A review by kaislea
Farewell Waltz by Milan Kundera

3.0

Absolutely horrible story! I really don't know whether this was a tragic comedy or a comical tragedy, but nevertheless it was very dark. It might take me some time to get over the ending.

Before starting the book I was reminding myself of Kundera's misogynic way of representing women in his stories, as well as his cynical hatred towards youth, idealism and all things that represent meaningfulness or anything that makes life heavy and deep. And well, this book definitely filled those expectations, and much more dramatically than what I could have thought of.

In this story Kundera walks us through his theory of life's unexpected lightness, the one that makes everything chaotic and purposeless, quite throughly. He points out how the decisions between life and death can be made without much of an thought, that the ones behind the most horrible actions can be admired, that suffering can be caused in the mids of everyday life even for the ones we love most just for the burst of a moment, and none of that might make more of an impact than any everyday life decision - as he performs it: do we drink expensive wine from a clean glass or cheap, bad wine from a dirty one.

He points out vividly that no one really ever gets lessons from karma, but that the idealistic, romantic people will enevitably suffer, usually for no good reason whatsoever. It's probably a rule of his that Kundera makes the romantic, idealistic characters suffer all the more they believe in something with a purpose. That probably should represent how the meaninglessness and lightness (nothingness) of life is the only thing that follows, and the young people with their stupidity are the only ones getting fooled by that. But I think this story was way too cynic, unethic and misogynist for it to even be taken seriously in the end. It was just ugliness that the reader had to endure.

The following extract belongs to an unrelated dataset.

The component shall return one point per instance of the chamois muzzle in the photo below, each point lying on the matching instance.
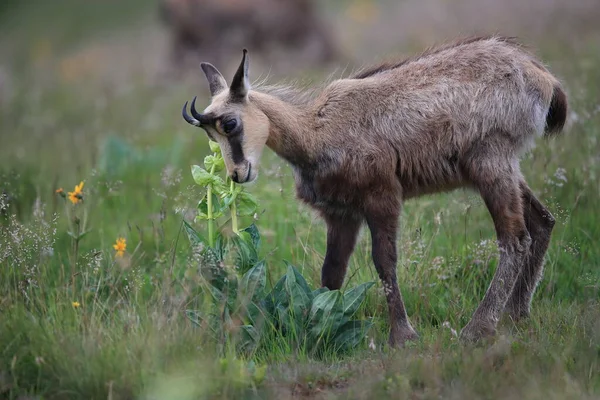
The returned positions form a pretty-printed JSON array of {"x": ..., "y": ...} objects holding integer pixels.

I think the lightness of everything is a beautiful and freeing thought - to be unable to control anything and to consider ones life more of a humorous joke really makes everything quite a lot more easy to bare. But when all of his characters constantly pay for all of their naive, beautiful, life-loving, enthustiastic, idealistic or romantic thoughts with horrible consequenses, I think the stories turn out to be unrealistic and cliché in their own world
.
All of the women in the book are walking stereotypes of two categories: the mothers and the whores, all of the characters have their stories unfold upside down and inside out, and only the ruthless will always win in the end.

The tit-covers were a topping to the cynic cake. I think I just listened an angry old man shout at me that there is no hope and that women are all stupid and evil, for 3 hours. Quite enough.